For one, he notes, the man and woman are at different stages of their lives, which makes them “emotionally incompatible”.
“Both have expectations, which they will seek to fulfill to each other alright, but in very different ways that, unfortunately, may leave each of them disappointed,” he says.
An older man is likely to be driven by ego, more focused, eager to reap the fruits of his many years of labour and take pride in his accomplishments.
“He is looking for a person to care for his wealth and his idea of how to love a woman is ‘build her a good home, give her children and provide her with everything she needs’,” explains Munyua.
In contrast, the young woman would be seeking intimacy and a thirst to establish her identity.

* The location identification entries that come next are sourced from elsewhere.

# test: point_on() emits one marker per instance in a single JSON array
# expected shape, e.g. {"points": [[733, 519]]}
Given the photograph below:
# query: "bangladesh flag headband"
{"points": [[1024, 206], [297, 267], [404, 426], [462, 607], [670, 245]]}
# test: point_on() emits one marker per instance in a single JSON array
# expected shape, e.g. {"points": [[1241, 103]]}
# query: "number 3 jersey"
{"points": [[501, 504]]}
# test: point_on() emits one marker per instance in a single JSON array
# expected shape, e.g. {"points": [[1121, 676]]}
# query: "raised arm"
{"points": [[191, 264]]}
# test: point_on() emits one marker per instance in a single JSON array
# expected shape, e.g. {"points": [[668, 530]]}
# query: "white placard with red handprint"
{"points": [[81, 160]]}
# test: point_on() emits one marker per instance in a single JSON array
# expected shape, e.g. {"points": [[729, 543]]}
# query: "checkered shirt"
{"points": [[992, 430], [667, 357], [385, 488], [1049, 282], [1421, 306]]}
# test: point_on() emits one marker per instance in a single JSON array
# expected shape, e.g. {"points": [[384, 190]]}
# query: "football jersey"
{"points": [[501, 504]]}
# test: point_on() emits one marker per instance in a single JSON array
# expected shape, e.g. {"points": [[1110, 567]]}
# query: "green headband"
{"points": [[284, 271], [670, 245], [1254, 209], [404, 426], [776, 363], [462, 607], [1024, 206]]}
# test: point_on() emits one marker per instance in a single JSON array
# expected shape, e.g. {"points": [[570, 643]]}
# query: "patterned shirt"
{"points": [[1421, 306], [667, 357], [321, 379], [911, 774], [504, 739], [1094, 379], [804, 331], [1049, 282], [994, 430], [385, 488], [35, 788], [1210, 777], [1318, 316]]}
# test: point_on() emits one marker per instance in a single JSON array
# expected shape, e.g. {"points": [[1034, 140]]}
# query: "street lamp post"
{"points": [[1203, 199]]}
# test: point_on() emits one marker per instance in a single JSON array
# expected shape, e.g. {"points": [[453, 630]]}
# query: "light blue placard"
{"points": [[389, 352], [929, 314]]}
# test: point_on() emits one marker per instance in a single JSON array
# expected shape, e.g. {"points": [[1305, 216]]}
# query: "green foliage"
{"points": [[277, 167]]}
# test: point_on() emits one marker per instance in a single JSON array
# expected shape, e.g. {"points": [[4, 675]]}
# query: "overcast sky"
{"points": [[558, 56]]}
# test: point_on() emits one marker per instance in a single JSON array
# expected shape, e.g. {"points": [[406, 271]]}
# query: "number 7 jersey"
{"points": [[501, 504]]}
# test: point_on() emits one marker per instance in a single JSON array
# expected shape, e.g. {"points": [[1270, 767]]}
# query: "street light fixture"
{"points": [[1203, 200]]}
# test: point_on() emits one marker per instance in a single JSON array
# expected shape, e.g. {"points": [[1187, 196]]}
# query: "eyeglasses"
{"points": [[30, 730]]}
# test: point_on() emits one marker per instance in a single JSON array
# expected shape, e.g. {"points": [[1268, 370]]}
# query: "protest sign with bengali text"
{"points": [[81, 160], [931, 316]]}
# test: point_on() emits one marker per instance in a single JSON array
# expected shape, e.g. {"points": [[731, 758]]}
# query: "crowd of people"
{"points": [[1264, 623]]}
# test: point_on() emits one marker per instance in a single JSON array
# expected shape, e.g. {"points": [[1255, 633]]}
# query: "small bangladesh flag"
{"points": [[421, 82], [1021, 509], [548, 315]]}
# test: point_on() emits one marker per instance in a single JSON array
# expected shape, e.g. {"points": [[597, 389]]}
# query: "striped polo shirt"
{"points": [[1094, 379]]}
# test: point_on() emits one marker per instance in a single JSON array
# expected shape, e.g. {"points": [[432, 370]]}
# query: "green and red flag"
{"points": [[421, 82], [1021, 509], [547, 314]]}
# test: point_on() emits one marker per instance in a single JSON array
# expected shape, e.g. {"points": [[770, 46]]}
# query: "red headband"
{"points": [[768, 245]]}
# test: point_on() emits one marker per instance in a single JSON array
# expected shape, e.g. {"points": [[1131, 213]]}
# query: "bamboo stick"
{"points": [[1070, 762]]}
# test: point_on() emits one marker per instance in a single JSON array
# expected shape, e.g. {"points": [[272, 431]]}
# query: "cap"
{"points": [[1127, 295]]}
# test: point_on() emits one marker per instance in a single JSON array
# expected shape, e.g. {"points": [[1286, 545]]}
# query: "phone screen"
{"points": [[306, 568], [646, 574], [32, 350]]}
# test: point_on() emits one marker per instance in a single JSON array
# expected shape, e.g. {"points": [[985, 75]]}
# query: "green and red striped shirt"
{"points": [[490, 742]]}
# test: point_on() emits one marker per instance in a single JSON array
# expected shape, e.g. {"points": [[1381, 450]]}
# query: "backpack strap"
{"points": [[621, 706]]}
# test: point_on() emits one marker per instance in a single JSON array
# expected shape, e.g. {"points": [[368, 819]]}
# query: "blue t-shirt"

She wants a man who can take her out, play with her, give her jewellery, remember her birthdays… things her much older spouse might dismiss as childish, or might not have the strength to take part in, Munyua continues.
MORE LIKE A FATHER
Because of the generational gap and deficits, an older man will just extend parental love to his young spouse.
“He will call her ‘Baby’ to mean ‘daughter’, but the woman wants ‘Baby’ to mean ‘wife’”, Mr Munyua says.
Nobody considers what is in it for her, save for the high society and privileged address.
Citing Sesian’s case, for instance, Munyua says she is being taken to school “to be able to run the businesses, not for her scholarly aptitude”.
“All she is ever going to do is work hard to prove she is up to the task and meeting people’s demands.
That is not the life for a woman in her 20s, no matter how early she might have matured.”
MEN HAVING HARDER TIMES
Mr Munyua’s observations echo those of American psychologist Gail Sheehy, author of Understanding Men’s Passages: Discovering the New Map of Men’s Lives.
According to Sheehy, men aged 40 and above are having a harder time today making a satisfying passage into the second half of their lives than are most women.
While women feel pangs over losing their youth, men feel dread, and it is harder to be their companion at this age because they are so used to being in control of their life that they might never talk about these fears.
Consequently, such men are confronted by a variety of forbidden subjects in this climate of uncertainty: their concerns about ageing, the ebbing of physical strength and athletic prowess, their fears of losing their economic empires, their envy and fear of empowered working women whom they could have wooed, their wish to be closer to their children before the children leave the nest, their retirement anxieties, and the whole question of potency in all areas of their lives.
But in Sesian Kamwaro sees not just a wife, but a companion who will fill a void so deep and hurtful.
And, for him, that is all that matters.